Desde o início da competição que muitos sonharam com uma final entre Messi e Mbappé, neste momento os dois melhores jogadores do universo. Na noite do último domingo, em Lusail, no norte do Qatar, Kyky fez três golos – algo que só Hurst tinha conseguido numa final, em 1966 – e foi o melhor, mesmo perdendo; Messi marou só dois, e não tendo sido tão espetacular como o francês, ganhou porque a taça foi dele.
Maradona disse…
A euforia argentina dá para tudo no momento em que vivemos. «Si yo fuera Maradona/Frente a cualquier porquería/nunca me equivocaría..», poderia cantar Manu Chao à vontade. Pouco importam agora as porcarias, aquela convicção de que a FIFA perseguia Diego Armando e, por arrasto, toda a Argentina, da foz do Rio da Prata a Rosário, província de Santa Fé, a cidade onde nasceu Ernesto Guevara de La Serna, o Che, Messi e Di Maria, os homens que marcaram os golos blanquíazules da final. Maradona esteve em Lusail, mesmo não estando. Antes de o encontro ter começado, abeirou-se de Messi e transmitiu-lhe o recado divino do Duende: «Vai e leva contigo o meu pé esquerdo para que assim fiques duplamente canhoto e possas fazer de conta que és Deus, como eu, aqui no céu à direita do pai». E Messi foi e fez dois golos, um com cada um dos seus dois pés esquerdo, tal como dizia a profecia. E, por isso ter acontecido, exige agora lugar entre os melhores de todos os melhores, com autoridade para isso, naturalmente, mas obrigado a respeitar a definição subjetiva de cada um. Eu, que vi Messi fazer coisas superlativas, sei, daquele saber que vem das seivas, que nunca Messi será Maradona porque Maradona metia medo aos adversários, ao público que o assobiava apavorado, metia medo ao próprio Deus quando as pessoas começaram a desconfiar que algo não estava bem na história que nos chega há mais de dois mil anos porque nunca ninguém nos avisou que Deus era canhoto.

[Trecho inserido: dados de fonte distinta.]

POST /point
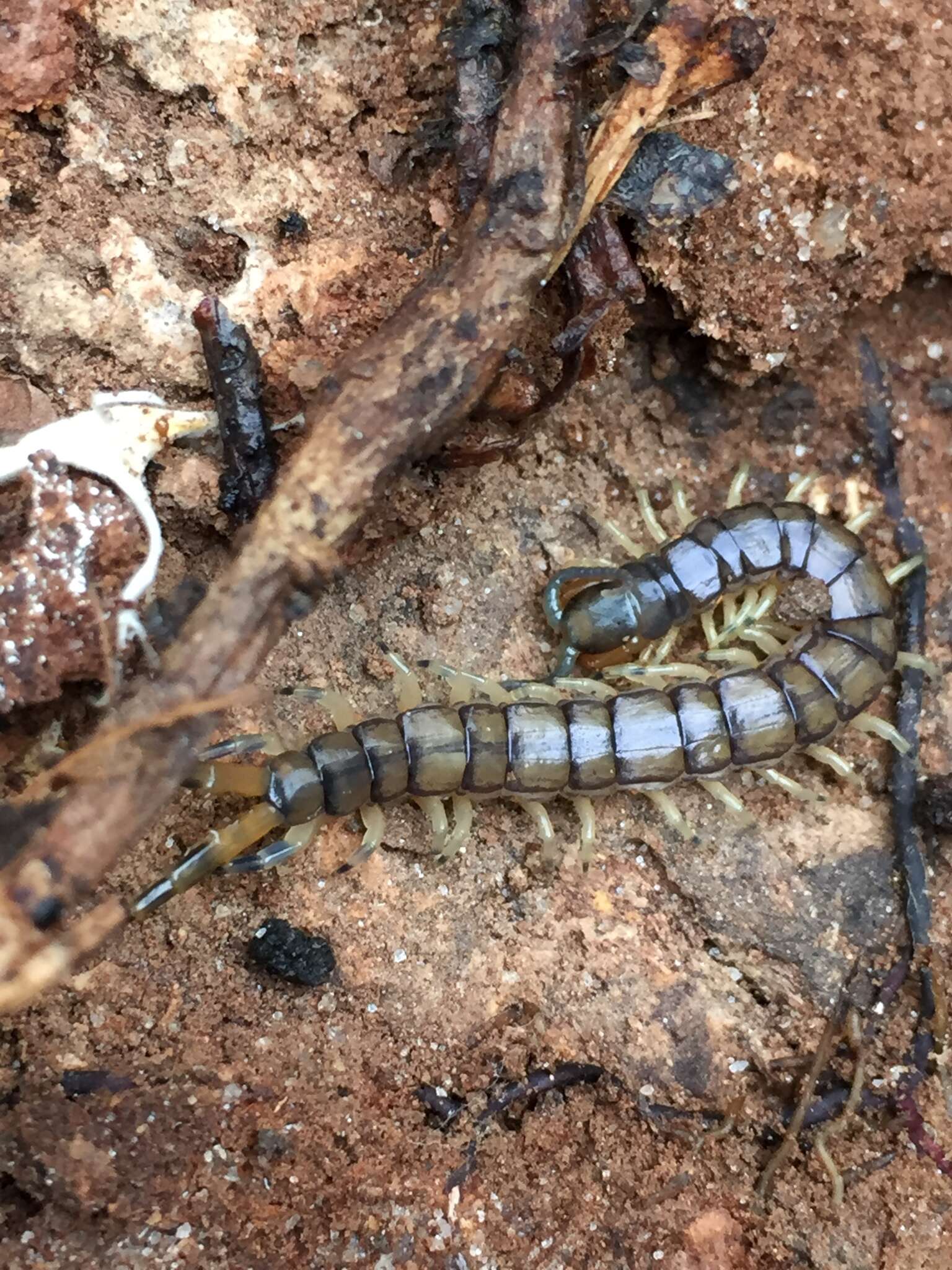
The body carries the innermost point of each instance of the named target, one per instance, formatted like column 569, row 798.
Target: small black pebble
column 87, row 1080
column 291, row 953
column 940, row 394
column 293, row 225
column 272, row 1145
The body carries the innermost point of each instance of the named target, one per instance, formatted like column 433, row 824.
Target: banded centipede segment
column 532, row 744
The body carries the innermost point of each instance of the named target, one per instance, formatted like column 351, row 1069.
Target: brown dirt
column 258, row 1122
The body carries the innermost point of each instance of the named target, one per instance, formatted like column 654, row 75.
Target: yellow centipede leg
column 407, row 686
column 682, row 508
column 720, row 791
column 375, row 826
column 587, row 819
column 790, row 786
column 883, row 728
column 668, row 808
column 437, row 814
column 839, row 765
column 649, row 516
column 903, row 569
column 539, row 813
column 462, row 827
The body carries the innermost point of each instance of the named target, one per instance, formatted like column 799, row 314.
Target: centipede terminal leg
column 298, row 838
column 223, row 846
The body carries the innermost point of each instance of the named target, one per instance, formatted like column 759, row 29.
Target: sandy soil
column 243, row 1121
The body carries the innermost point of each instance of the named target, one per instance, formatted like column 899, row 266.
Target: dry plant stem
column 398, row 397
column 684, row 58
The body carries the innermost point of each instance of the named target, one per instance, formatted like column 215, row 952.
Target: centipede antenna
column 669, row 670
column 736, row 487
column 663, row 651
column 230, row 779
column 649, row 516
column 796, row 492
column 839, row 765
column 587, row 821
column 668, row 808
column 462, row 827
column 436, row 812
column 903, row 569
column 858, row 522
column 682, row 508
column 375, row 827
column 253, row 742
column 876, row 727
column 720, row 791
column 790, row 786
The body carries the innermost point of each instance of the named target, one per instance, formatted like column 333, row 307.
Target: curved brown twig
column 397, row 397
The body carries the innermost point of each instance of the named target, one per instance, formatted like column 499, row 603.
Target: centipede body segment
column 644, row 741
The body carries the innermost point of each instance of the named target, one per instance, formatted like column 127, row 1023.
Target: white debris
column 115, row 438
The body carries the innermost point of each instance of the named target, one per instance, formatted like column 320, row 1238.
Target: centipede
column 576, row 737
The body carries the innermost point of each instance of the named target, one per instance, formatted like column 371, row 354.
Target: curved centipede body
column 643, row 741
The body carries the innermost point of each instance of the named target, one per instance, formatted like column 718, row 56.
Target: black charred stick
column 539, row 1081
column 235, row 375
column 912, row 639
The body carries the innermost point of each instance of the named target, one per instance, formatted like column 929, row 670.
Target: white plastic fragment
column 116, row 440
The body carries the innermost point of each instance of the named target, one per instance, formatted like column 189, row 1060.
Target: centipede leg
column 436, row 812
column 462, row 827
column 375, row 826
column 650, row 517
column 883, row 728
column 587, row 822
column 249, row 744
column 407, row 686
column 337, row 705
column 221, row 848
column 668, row 808
column 736, row 487
column 296, row 838
column 790, row 786
column 839, row 765
column 539, row 813
column 682, row 508
column 720, row 791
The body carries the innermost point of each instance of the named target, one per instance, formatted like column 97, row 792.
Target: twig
column 395, row 398
column 764, row 1184
column 912, row 639
column 539, row 1081
column 235, row 375
column 683, row 58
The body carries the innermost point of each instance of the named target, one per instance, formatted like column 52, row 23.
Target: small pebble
column 291, row 953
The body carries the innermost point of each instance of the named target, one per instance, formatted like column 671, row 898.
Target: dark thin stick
column 390, row 401
column 791, row 1133
column 539, row 1081
column 235, row 375
column 912, row 639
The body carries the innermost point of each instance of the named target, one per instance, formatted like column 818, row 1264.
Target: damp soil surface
column 183, row 1101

Mas, vendo bem, que importa que Messi, por mais que deseja ser visto como Maradona seja sempre um Diego Aramando sem os dois golos contra a Inglaterra, porque nunca teria aquele descaramento divino de que falava o Eça de meter um com a mão e porque não está no seu feitio ter o ódio em cima do qual Maradona marcou o segundo? Assumiu Marado na cancha. Sim, Maradona esteve na final do Mundial do Qatar, só um cego não o veria. E Evita. E o Che. Todo um país de mitos. E Gardel: «Milonga que hizo tu ausencia/Milonga de evocación/Milonga para que nunca/La canten en tu balcon/Pa’ que vuelvas con la noche/Y te vayas con el sol…» Quando o sol nasceu na manhã seguinte, Diego Armando já tinha partido de regresso ao céu sem fundo. A milonga da sua ausência foi cantada até à exaustão. Os campeões do mundo percorreram a Avenida de Mayo, cruzaram a 9 de julho, e entraram na Casa Rosada onde Alberto Fernández lhes fez uma vénia. Afinal é apenas o presidente e os que recebeu são príncipes. Os príncipes dourados do Rio da Prata.